第15章 蒼炎の休日※轟焦凍
男のスマホから警察への犯行メールが見つかった。
駆けつけた警察官に男を渡すと、事情聴取に時間が取られて警察署を出たらすでに夕方だった。
「………………。」
結局休みの大半を警察署で過ごして、薄暗い街並みを見ながら2人は少し黙って歩いた。
「……焦凍どうする?」
ゆらと違って焦凍は今日家に帰るつもりだったのだろう。
「………大丈夫…。

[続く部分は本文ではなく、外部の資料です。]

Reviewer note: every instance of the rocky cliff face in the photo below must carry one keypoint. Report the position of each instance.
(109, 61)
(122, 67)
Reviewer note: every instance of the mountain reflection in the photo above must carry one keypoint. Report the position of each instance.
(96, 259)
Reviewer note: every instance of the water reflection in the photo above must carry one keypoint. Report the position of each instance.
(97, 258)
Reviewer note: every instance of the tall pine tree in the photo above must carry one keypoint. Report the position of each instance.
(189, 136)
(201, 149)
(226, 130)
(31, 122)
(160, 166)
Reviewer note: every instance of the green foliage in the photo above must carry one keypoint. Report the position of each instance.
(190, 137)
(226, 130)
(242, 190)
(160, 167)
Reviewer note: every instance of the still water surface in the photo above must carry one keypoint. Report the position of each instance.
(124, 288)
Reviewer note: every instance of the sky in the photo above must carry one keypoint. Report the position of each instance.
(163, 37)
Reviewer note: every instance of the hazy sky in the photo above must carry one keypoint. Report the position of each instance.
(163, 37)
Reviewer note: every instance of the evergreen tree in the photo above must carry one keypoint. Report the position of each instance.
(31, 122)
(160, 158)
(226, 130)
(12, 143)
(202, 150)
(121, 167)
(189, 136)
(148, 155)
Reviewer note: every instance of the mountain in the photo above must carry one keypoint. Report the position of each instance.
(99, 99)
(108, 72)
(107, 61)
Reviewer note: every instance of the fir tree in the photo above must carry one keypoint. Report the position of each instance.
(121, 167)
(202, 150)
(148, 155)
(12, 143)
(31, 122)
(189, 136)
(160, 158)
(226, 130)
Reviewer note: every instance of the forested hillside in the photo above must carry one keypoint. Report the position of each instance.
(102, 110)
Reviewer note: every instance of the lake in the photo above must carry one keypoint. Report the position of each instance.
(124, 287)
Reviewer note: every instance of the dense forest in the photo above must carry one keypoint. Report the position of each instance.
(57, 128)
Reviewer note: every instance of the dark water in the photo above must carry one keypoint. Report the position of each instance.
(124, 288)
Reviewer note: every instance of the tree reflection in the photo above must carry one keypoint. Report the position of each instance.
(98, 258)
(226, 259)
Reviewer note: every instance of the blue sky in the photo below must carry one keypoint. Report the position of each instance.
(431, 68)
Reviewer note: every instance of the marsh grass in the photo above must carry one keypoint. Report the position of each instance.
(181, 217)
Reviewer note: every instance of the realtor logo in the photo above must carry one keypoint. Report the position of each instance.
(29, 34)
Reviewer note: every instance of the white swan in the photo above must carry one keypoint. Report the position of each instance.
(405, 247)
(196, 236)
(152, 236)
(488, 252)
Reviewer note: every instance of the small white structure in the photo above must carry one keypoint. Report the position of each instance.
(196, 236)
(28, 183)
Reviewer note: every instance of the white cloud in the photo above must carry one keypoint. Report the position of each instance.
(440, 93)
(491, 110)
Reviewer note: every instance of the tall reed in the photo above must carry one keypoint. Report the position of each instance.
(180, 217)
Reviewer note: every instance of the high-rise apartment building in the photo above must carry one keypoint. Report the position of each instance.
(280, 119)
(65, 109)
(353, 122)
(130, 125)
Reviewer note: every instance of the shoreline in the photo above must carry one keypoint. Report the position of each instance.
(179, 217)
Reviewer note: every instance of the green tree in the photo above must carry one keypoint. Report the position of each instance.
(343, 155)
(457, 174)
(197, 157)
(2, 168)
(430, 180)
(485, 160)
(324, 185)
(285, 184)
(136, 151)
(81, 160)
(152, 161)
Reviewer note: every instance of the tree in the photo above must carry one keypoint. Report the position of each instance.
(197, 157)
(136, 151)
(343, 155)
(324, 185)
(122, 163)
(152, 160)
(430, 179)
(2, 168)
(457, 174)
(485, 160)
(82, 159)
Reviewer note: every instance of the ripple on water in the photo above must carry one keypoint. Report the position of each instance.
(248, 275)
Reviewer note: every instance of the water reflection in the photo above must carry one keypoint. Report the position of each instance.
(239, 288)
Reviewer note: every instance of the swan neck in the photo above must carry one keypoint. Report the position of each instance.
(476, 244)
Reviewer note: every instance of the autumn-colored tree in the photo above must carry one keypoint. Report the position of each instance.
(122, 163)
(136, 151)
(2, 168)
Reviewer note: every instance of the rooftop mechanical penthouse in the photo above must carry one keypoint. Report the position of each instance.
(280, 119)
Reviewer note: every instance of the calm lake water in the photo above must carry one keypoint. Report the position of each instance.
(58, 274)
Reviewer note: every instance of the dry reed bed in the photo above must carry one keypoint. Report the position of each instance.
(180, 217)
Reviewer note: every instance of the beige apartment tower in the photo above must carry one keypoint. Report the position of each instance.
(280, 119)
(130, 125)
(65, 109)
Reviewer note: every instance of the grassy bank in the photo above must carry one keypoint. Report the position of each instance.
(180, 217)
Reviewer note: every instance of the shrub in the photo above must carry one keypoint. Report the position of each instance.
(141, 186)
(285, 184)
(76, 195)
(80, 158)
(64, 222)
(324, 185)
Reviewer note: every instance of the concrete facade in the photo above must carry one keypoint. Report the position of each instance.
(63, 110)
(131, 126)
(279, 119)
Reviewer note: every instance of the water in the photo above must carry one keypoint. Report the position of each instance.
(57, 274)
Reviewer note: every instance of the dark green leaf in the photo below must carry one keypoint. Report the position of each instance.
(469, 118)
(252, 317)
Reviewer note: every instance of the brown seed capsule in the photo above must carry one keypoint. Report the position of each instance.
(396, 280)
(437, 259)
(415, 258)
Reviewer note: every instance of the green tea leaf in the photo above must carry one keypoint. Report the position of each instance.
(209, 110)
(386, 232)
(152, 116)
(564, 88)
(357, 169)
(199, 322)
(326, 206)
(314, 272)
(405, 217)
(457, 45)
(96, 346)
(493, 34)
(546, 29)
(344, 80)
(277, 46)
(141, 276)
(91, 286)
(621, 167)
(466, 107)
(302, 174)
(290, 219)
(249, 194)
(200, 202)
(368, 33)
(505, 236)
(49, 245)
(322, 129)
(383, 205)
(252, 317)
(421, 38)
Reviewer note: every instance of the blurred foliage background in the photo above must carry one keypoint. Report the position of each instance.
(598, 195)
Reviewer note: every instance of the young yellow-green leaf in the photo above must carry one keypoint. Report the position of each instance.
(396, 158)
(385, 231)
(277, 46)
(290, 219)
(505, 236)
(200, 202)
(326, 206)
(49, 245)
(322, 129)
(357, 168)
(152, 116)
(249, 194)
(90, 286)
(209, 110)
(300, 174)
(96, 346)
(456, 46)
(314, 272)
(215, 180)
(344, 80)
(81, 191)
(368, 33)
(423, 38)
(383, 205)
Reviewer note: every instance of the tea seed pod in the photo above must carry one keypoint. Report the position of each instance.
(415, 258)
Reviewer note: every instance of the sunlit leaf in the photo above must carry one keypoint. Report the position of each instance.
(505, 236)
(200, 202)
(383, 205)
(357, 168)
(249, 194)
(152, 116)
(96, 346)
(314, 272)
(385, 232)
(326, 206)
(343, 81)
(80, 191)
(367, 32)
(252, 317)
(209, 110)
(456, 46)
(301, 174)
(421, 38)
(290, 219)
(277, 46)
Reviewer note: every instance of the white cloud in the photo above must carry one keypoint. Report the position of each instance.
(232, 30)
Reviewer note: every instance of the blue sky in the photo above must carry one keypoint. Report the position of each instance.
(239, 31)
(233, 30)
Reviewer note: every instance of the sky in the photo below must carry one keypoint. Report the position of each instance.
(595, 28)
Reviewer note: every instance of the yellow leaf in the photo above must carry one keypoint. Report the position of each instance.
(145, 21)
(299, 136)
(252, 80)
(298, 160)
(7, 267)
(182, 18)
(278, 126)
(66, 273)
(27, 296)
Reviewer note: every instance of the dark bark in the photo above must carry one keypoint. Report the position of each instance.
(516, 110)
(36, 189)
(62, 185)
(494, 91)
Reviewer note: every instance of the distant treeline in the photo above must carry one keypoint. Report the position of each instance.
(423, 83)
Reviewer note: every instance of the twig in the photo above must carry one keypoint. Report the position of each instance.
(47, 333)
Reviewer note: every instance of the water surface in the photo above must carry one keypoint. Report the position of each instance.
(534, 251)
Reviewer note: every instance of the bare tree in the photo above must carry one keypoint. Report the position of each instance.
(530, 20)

」
焦凍は何かを決心した様にLINEで多分家族に連絡したのだろう。
ゆらを振り返って見ると、ギュッとゆらの手を握った。
「行こう、ゆら。」
「…………。」
決心した様にゆらを見る焦凍に苦笑いが出た。
大丈夫なのだろうか…なんだか悪い事をしている気分になる。
焦凍が調べてくれたホテルは俗にいうラブホテルだ。
流石にゆらも入った事は無くて、その佇まいに少し躊躇する。
気恥ずかしくて受付はさーっと済ませた。
無人だったのが救いだった。
エレベーターですれ違う大人の視線にゆらは何だか前を向いて歩くのも恥ずかしくてずっと下を向いていた。
焦凍が手を握って引っ張ってくれていなかったら、部屋まで辿り着けなかったと思う。
カードキーでドアを開けて中に入ると、やっと2人は息を吐いた。
「…はぁ、めっちゃ緊張した。」
「うん…結構恥ずかしかったね…。」
顔を見合わせて笑うと、やっと落ち着いて焦凍にキスをした。
ちゅっと軽くキスをすると、すぐに焦凍が顔を掴んできて舌を絡ませてきた。
まだドアの側なのに我慢出来なくてしばらくそこでキスを繰り返していた。